Spiritual Principles + Moving On

If I’ve been thinking about using or acting out on my addiction in some other way, have I shared it with my sponsor or told anyone else?

The internet, my sponsor, my best friend – tattling on myself is my first line of defense.

Have I stayed in touch with the reality of my disease, no matter how long I’ve had freedom from active addiction?

I used to try to stay friends with people in addiction, but I’ve realized that articles, people in the rooms, and bad memories are better.

Have I noticed that, now that I don’t have to cover up my addiction, I no longer need to lie like I did? Do I appreciate the freedom that goes along with that? In what ways have I begun to be honest in my recovery?

Yes. The freedom is beautiful, because lying makes difficulties that don’t need to exist.

What have I heard in recovery that I have trouble believing?

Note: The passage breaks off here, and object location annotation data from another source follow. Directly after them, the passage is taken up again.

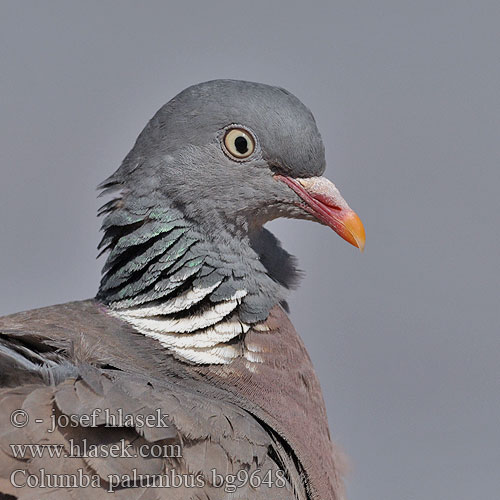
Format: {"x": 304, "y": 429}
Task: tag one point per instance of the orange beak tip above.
{"x": 353, "y": 230}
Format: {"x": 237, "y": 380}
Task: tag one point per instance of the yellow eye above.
{"x": 239, "y": 143}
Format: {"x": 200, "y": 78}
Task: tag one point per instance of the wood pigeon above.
{"x": 183, "y": 378}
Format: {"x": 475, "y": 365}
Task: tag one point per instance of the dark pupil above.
{"x": 241, "y": 145}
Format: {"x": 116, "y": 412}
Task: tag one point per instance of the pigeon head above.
{"x": 232, "y": 155}
{"x": 213, "y": 165}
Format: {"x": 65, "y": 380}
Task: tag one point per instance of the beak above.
{"x": 323, "y": 200}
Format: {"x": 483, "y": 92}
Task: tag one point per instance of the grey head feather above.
{"x": 187, "y": 213}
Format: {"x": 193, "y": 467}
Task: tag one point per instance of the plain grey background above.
{"x": 405, "y": 337}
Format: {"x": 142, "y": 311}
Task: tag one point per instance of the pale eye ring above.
{"x": 239, "y": 143}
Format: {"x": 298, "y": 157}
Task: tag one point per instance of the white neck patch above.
{"x": 202, "y": 337}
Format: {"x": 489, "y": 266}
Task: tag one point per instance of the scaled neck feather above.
{"x": 196, "y": 293}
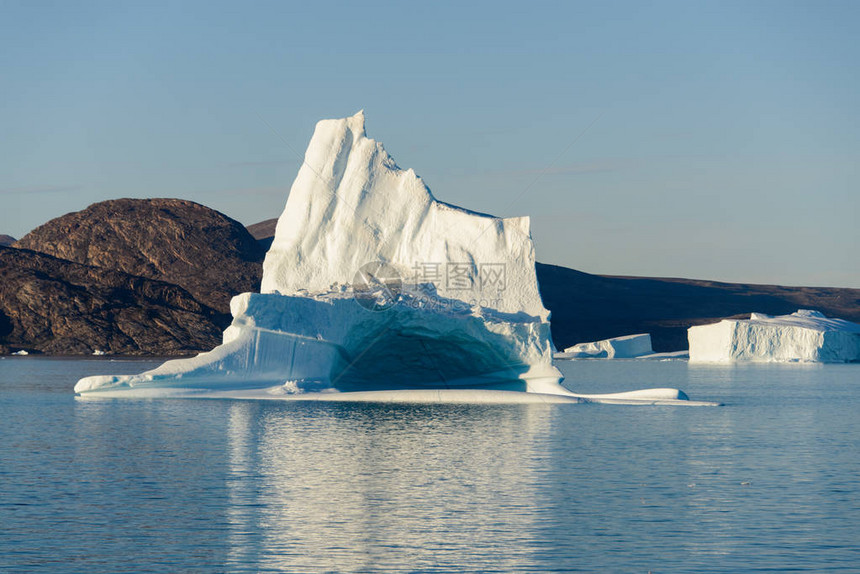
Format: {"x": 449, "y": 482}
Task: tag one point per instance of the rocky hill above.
{"x": 210, "y": 255}
{"x": 264, "y": 232}
{"x": 60, "y": 307}
{"x": 154, "y": 277}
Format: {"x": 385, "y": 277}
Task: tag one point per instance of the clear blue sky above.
{"x": 712, "y": 140}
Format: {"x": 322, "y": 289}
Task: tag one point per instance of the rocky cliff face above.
{"x": 61, "y": 307}
{"x": 210, "y": 255}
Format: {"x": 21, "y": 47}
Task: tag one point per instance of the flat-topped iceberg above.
{"x": 803, "y": 336}
{"x": 627, "y": 347}
{"x": 373, "y": 289}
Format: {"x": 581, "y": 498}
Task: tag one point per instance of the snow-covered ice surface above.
{"x": 627, "y": 347}
{"x": 373, "y": 290}
{"x": 803, "y": 336}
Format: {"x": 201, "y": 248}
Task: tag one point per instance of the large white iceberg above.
{"x": 627, "y": 347}
{"x": 373, "y": 286}
{"x": 803, "y": 336}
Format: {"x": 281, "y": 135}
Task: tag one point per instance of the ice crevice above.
{"x": 448, "y": 309}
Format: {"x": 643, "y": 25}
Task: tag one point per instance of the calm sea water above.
{"x": 768, "y": 482}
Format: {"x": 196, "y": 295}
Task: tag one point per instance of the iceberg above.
{"x": 374, "y": 290}
{"x": 627, "y": 347}
{"x": 803, "y": 336}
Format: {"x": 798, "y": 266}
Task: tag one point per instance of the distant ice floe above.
{"x": 803, "y": 336}
{"x": 627, "y": 347}
{"x": 374, "y": 290}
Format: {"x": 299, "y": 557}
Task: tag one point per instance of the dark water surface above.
{"x": 769, "y": 482}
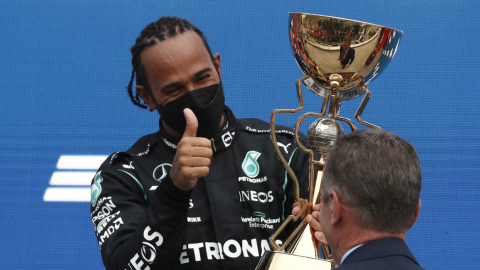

Nothing – I’ve experienced enough of the freedom to believe that there’s more to it than I’ve experienced.

Have I asked my sponsor, or the person I heard say, to explain it to me?

Yes, I would, if it happened.

In what ways am I practicing open-mindedness?

Learning more about recovery, doing my step-work and daily reflections, listening to others and being open and honest.

Am I willing to follow my sponsor’s direction?

Yes.

Am I willing to go to meetings regularly?

Yes.

Am I willing to give recovery my best effort? In what ways?

Honesty, open-mindness, and willingness. Sticking with the program even when I don’t want to.

Do I believe that I’m a monster who has poisoned the whole world with my addiction? Do I believe that my addicition is utterly inconsequential to the larger society around me? Or something in between?

Something in between. I’ve done worse than others, others have done worse than me…I have the freedom not to live like that any more, and to restart my life.

Do I have a sense of my relative importance within my circle of family and friends? In society as a whole? What is that sense?

My friends love me, and I’m as worthwhile as anyone else in general society.

How am I practicing the principle of humility in connection with this work on the First Step?

By realizing that god is in charge, and I’m not. By being of service.

Have I made peace with the fact that I’m an addict?

Yes.

Have I made peace with the things I’ll have to do to stay clean?

Yes.

How is acceptance of my disease necessary for my continued recovery?

I need to realize I can never be like “normal” people and use and move on with it. It’s not in my nature.

How do I know it’s time to move on?

I feel like I’ve made all the progress I can with this step on my own. I’ve learned how to surrender this time, and furthered my honesty and commitment to the program.

What is my understanding of Step One?

I alone can’t defeat this disease, but with the help of others I can stop its progression and effects on my life.

How has my prior knowledge and experience affected my work on this step?

It’s taught me the power and necesssity of a complete surrender, and how honesty can save your life.